El Jardín de las Delicias (Detalle), El Bosco (siglo XV-XVI) |
Andaba inquieto por si la metáfora que me había inspirado
Léon Bloy hace un par de semanas hubiese sido un exceso verbal. Me preguntaba
allí qué impediría a Nuestro Señor repudiar a su Esposa, “la ramera babilónica”,
si la propia Iglesia llegase a admitir que la indisolubilidad matrimonial es relativa,
misericordiable. Mi discípulo blanchotiano me reconvino delicadamente por la
imagen, sin negar –me decía− que ese tipo de “disquisiciones” fuesen un medio
de reducir al absurdo algunas propuestas teológicas actuales. Le entiendo y me
admira: es joven, acaba de casarse y todavía
su fe no ha sido tentada por la fatiga de la Caída, como decía Bloy.

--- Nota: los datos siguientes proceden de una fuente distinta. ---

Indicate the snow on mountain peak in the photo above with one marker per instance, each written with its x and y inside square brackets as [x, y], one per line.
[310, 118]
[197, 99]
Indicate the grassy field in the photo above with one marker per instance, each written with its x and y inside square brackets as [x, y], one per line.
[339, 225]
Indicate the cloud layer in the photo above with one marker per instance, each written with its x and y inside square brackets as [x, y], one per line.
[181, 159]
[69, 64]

Estando así dudoso, acabo de recibir una penetrante nota de mi amigo germanófilo, tan
teológicamente filósofo, que me hace sentir obligado a aclararme. Su pregunta
es incisiva: “Me queda alguna pregunta sobre lo que dices del carácter
dogmático de la indisolubilidad del matrimonio, aunque la analogía de
proporcionalidad con la relación Cristo-Iglesia es fulminante”. Me consuela
saber que en La esperanza
de la familia (2014) el cardenal Gerhard
Müller declara que la indisolubilidad no es mera doctrina sino dogma de la
Iglesia. Aunque como argumento de autoridad puede ser imbatible, acoger con fe
la Tradición exige también experimentar cómo la palabra de la verdad se encarna en ella.

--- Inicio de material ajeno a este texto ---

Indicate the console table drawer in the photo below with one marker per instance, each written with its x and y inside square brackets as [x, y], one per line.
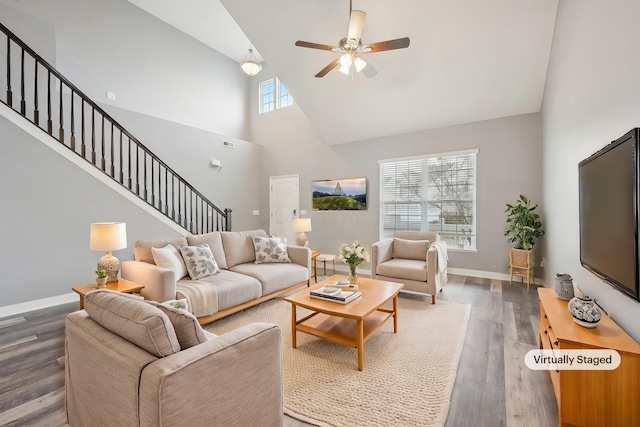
[590, 397]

En mis tiempos británicos, un sacerdote inglés (Sanctus Thomas More, ora pro nobis) me
explicó que el único sacramento que refería a una realidad anterior a la Caída
es el matrimonio: ni el Bautismo, ni el Orden sacerdotal, ni mucho menos la Penitencia,
ni tan siquiera la Eucaristía… No fue Jesús hace dos mil años quien determinó
que no les era lícito al hombre y la mujer romper su unión, sino que se
limitaba a confirmar la ley del Padre “desde el principio”, (Mt. 19, 9) en el
que el Logos ya existía y estaba junto a Dios (Jn. 1, 1). El texto griego dice
que “quien haya recibido la fuerza” de entender, que entienda. Creo que la
gracia de esa fuerza es escatológica; lanza más allá de este mundo hacia la
plenitud de la nueva Creación, donde,
casados o célibes, son como ángeles
(Mt. 22, 30: sunt, είσιν).
Puede que la muerte deshaga el vínculo matrimonial en este mundo, pero ello no implica que haya surgido bajo el peso de la Caída. Ciertamente, como la naturaleza
entera del hombre, está dañado, pero se olvida precipitadamente que la orden de
crecer y multiplicarse es anterior al pecado original. Por ello, las palabras
del Señor Jesús se aplican a restaurar la imagen trinitaria de la comunidad de
amor entre hombre y mujer “desde el principio”. La esperanza es inconmovible en
la caridad por la fe.
En mi entrada anterior recordaba que Léon Bloy consideraba
que la tarea del artista era imaginar el Paraíso terrenal, lo único que el
hombre había realmente conocido. Podría decirse que aquel era
el jardín de las delicias en tanto que jardín de la casa del Padre por donde al
atardecer Él mismo paseaba. Más allá, Jesucristo, el nuevo Adán, ha abierto a los hombres
el camino para entrar en el Paraíso Celeste, siendo el matrimonio indisoluble la
garantía escatológica de una tierra y de un cielo nuevos. El matrimonio cristiano
recupera aquella imagen a la espera de una plenitud celeste, por cuanto participa íntimamente del misterio pascual, es decir, los esposos cristianos
viven en su unión el misterio de la Muerte y la Resurrección de Jesucristo.
El Jardín de las Delicias, Tríptico abierto |
El Jardín de las Delicias, Tríptico cerrado |
“Cristo amó a su Iglesia y se entregó a sí mismo por ella, para consagrarla, purificándola con el baño del agua y la palabra, y para presentársela gloriosa, sin mancha ni arruga ni nada semejante, sino santa e inmaculada. Así deben también los maridos amar a sus esposas, como cuerpos suyos que son. Quien ama a su esposa, a sí mismo se ama. Pues nadie ha odiado jamás su propia carne, sino que le da alimento y calor, como Cristo hace con la Iglesia, porque somos miembros de su cuerpo. Por eso dejará el hombre a su padre y a su madre, y se unirá a su mujer y serán los dos una sola carne. Es este un gran misterio: y yo lo refiero a Cristo y a la Iglesia” (Ef. 5, 25-32).
El matrimonio cristiano es ya prenda de la vida eterna.